Aggressively reducing our fossil fuel consumption will both counter Russia’s invasion of Ukraine and address climate change. In this Pueblo Chieftain Op-Ed, Pikes Peak CCL chapter member Stephen Greenleaf presents the case for cutting our dependence on petroleum and the role carbon fee and dividend would play.

Putin and climate change - Two maladies, one treatment

By Stephen Greenleaf, Guest columnist

March 20, 2022

The term “polycrisis” describes the current state of the world. It denotes the fact that we find ourselves in the midst of more than one crisis at a time. Most recently, we faced the COVID-19 pandemic and the economic dislocation caused by the pandemic. Now, we face the return of war to Europe with the brutal invasion of Ukraine by the Putin regime. And we still have the continuing (and increasing) reality of climate change with which we must deal, which we haven’t yet done on the scale required.

In the face of these multiple challenges, we can deploy a response that would effectively address two huge concerns with one stroke: We immediately and aggressively reduce our consumption of fossil fuels.

As to the immediate threat of Putin’s aggression, a reduction of our consumption of fossil fuels aids the current sanctions regime that seeks to starve the beast. More than one commentator has described Russia as “a gas station with nukes.” We can shut down (or at least cripple) the gas station by not buying the gas.

To be clear, at present, the U.S. is a net petroleum exporter. We purchase relatively little petroleum from Russia, and a complete cut-off will not limit U.S. supplies of oil or gas. The restrictions on imports from Russia won’t have much direct impact on U.S. energy prices, although worldwide we can expect higher prices.

This is because the market for petroleum is worldwide, with multiple global players, like Saudi Arabia. The Saudis and other petroleum exporters will affect oil and gas prices by deciding how much petroleum to produce. Also, the volatility in oil and gas prices, with sharp increases and drops, is a continuing characteristic of that global fossil fuels market. Increasing America’s oil and gas development and drilling, which some propose as a response to Putin’s aggression, would not have any significant impact on the high prices we are seeing at the pump now.

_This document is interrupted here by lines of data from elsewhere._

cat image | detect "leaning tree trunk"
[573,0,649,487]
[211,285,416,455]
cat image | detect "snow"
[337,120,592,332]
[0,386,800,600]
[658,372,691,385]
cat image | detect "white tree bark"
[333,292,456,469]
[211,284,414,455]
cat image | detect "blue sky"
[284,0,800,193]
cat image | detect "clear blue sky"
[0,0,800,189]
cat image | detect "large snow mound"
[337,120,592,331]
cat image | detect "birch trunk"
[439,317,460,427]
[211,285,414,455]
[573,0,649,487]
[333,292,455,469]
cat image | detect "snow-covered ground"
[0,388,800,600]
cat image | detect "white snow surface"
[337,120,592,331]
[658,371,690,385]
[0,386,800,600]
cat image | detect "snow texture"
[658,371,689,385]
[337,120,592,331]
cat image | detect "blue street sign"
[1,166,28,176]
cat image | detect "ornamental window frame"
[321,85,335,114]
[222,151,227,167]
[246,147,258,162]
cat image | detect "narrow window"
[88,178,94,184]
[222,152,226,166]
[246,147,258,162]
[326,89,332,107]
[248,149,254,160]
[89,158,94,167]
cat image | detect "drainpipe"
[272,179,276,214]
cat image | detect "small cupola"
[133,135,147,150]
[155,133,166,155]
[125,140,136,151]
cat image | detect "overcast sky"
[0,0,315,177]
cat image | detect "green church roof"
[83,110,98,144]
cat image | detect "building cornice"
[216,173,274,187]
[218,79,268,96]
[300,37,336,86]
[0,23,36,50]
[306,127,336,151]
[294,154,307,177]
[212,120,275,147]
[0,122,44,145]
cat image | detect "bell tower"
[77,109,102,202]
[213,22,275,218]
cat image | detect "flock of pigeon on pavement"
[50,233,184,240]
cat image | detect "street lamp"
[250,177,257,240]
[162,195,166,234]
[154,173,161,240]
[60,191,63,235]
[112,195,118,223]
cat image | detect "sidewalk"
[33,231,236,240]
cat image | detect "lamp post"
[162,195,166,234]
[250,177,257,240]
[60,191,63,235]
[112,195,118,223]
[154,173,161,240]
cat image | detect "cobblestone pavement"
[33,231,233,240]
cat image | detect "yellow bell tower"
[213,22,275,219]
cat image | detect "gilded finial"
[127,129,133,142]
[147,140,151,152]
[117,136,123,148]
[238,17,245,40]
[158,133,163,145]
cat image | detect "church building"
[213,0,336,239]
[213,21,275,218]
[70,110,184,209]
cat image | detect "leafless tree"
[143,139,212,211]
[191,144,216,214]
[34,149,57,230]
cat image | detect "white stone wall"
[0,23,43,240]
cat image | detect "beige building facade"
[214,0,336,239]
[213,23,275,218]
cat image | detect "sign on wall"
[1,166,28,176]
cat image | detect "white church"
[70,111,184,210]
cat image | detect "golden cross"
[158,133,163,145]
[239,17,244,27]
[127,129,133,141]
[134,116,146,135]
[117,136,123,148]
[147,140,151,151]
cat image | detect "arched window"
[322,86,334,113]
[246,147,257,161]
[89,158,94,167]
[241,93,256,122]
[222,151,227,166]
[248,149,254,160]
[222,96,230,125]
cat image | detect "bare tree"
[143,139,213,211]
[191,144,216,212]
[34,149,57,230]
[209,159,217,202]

As long as we are dependent on fossil fuels, we’ll continue to be subject to manipulation of supplies and prices by the Gulf States and other large producers, like Russia. A clean energy economy would be our surest path towards stable and lower energy prices, and true energy independence from foreign producers.

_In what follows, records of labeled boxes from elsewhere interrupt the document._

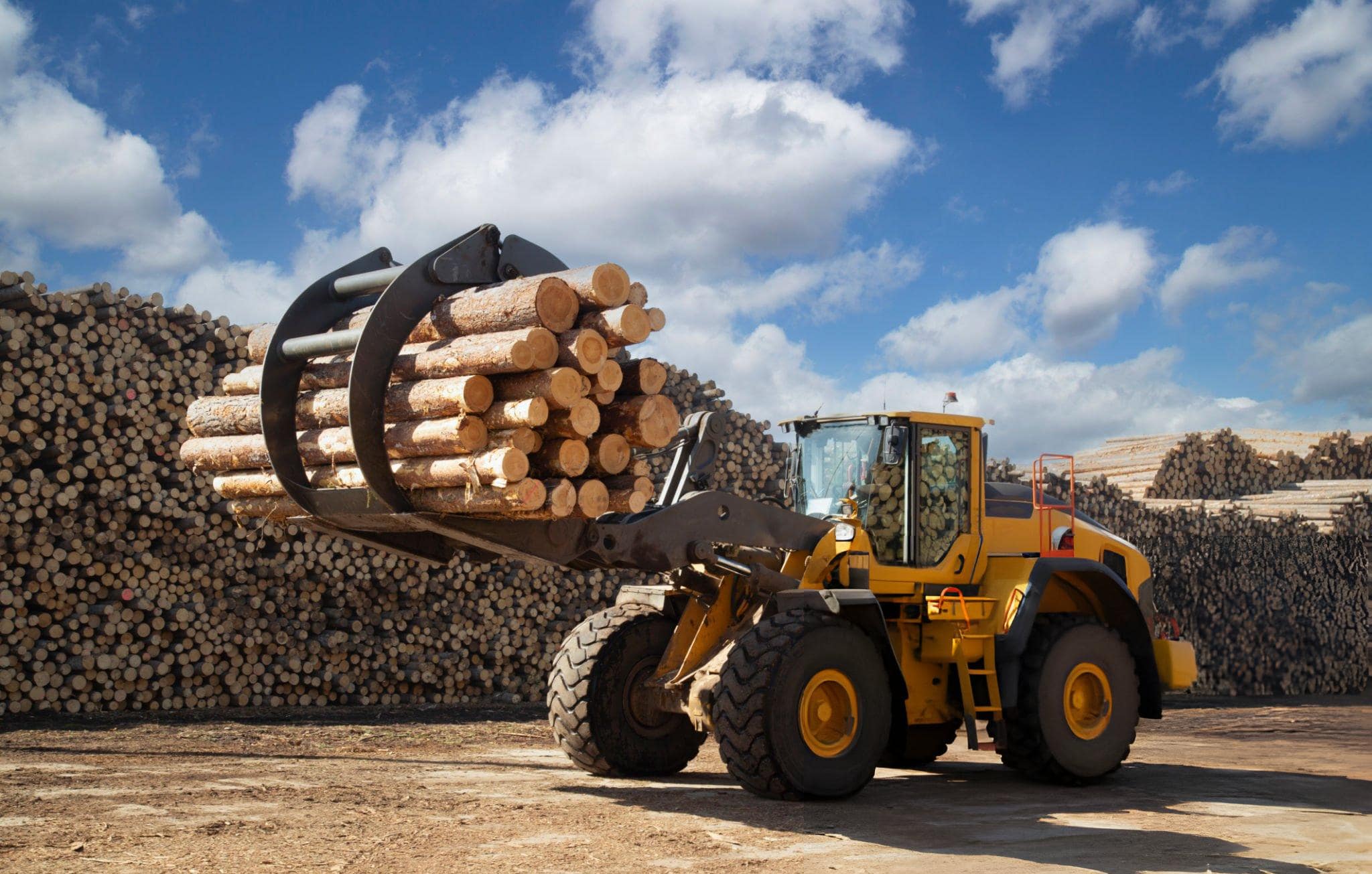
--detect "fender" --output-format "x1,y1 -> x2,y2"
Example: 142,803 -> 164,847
771,589 -> 908,701
996,559 -> 1162,719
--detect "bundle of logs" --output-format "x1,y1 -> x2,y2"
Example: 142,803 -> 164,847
181,263 -> 681,518
0,273 -> 783,713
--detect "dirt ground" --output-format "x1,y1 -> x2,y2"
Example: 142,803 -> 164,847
0,699 -> 1372,874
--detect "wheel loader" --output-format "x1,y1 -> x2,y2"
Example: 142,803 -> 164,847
252,225 -> 1196,800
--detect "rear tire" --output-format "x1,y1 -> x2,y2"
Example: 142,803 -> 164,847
713,609 -> 890,800
547,603 -> 705,777
1000,615 -> 1139,786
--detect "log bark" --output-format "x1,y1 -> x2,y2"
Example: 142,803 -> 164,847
482,398 -> 547,431
229,479 -> 547,520
486,427 -> 543,455
601,395 -> 682,449
185,376 -> 492,436
492,368 -> 586,411
557,328 -> 609,373
626,283 -> 648,309
551,263 -> 628,310
343,276 -> 580,343
542,398 -> 601,439
592,361 -> 624,394
576,303 -> 653,348
572,479 -> 609,518
214,449 -> 530,498
586,433 -> 632,476
181,416 -> 487,471
530,438 -> 592,476
619,358 -> 667,395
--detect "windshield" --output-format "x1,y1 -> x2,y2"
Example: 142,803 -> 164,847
797,421 -> 881,516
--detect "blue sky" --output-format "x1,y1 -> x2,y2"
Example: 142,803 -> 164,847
0,0 -> 1372,457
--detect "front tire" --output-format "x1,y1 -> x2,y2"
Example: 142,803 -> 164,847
547,603 -> 705,777
713,609 -> 890,800
1000,615 -> 1139,786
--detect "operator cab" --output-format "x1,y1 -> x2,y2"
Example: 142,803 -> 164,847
782,412 -> 987,569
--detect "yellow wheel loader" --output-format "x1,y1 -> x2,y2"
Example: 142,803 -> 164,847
252,225 -> 1195,798
547,413 -> 1195,798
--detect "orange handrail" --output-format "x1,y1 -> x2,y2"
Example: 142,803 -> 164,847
1032,453 -> 1077,557
935,586 -> 971,631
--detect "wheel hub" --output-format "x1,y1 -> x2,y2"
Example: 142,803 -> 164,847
800,668 -> 858,759
624,657 -> 673,737
1062,661 -> 1113,741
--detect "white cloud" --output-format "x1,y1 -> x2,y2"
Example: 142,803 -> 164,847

Over the longer term, decreased use and dependence on fossil fuels will mean fewer dollars for Putin. Of course, reduced demand would result in fewer dollars paid to all fossil fuel providers, including oil and gas companies in the U.S. But they know (and have known for a long time) that the world must eventually drastically reduce our consumption of fossil fuels.

Indeed, those European nations who oppose Putin’s aggression now have — and will increasingly have — access to cheaper alternative systems of energy, including renewables and other forms of clean energy. Accelerating the shift to renewable energy appears to be part of their short- and long-term strategies for opposing Russian aggression.

In addition to the moral and strategic imperatives to reduce fossil fuel consumption to counter Putin’s menace, accelerating our shift to renewable energy will reduce the pollution that fuels increasing global climate change. We have procrastinated in making the necessary transition to cleaner energy for over 30 years. Now the opportunity for gaining a strategic advantage over a hostile adversary should spur us to take the necessary actions that we have so long delayed. More foot-dragging only aids Putin and costs us more.

And remember, greater domestic production of fossil fuels in response to Putin’s aggression would put us further behind in facing up to climate reality. This merely threatens to pull the pin on a slow-motion grenade that will hurt us all. In short, the more petroleum that remains in the ground, the safer we all become. For the well-being—and even survival—of our children and grandchildren, we need to walk away from the fossil fuels that finance Russian aggression and that poison our Earth.

It’s unfortunate that Congress has not yet adopted a carbon fee and dividend scheme that will collect a price on carbon that would be paid back to Americans as a dividend. These significant dividend payments would help ordinary Americans ride out the price instability baked into the global fossil fuels market, including a transition away from it to a clean energy system. And, with a price on carbon, the U.S. could lawfully apply a carbon border adjustment that would aid American businesses that run efficiently and on clean energy (and overall, that tend to be cleaner than many foreign competitors).

But it’s not too late to adopt and apply this win-win-win — for democracy, the Earth, and American consumers — solution. We can convert our current polycrisis into an opportunity to improve the lives of all Americans. We can act to help preserve democracy and the rule of law. And we can establish a cleaner, safer, and cheaper energy system that at the same time helps create a safer, more hospitable climate for our children and grandchildren.

Stephen Greenleaf is a retired lawyer living in Colorado Springs, who’s involved in advocating for national policies to address climate change.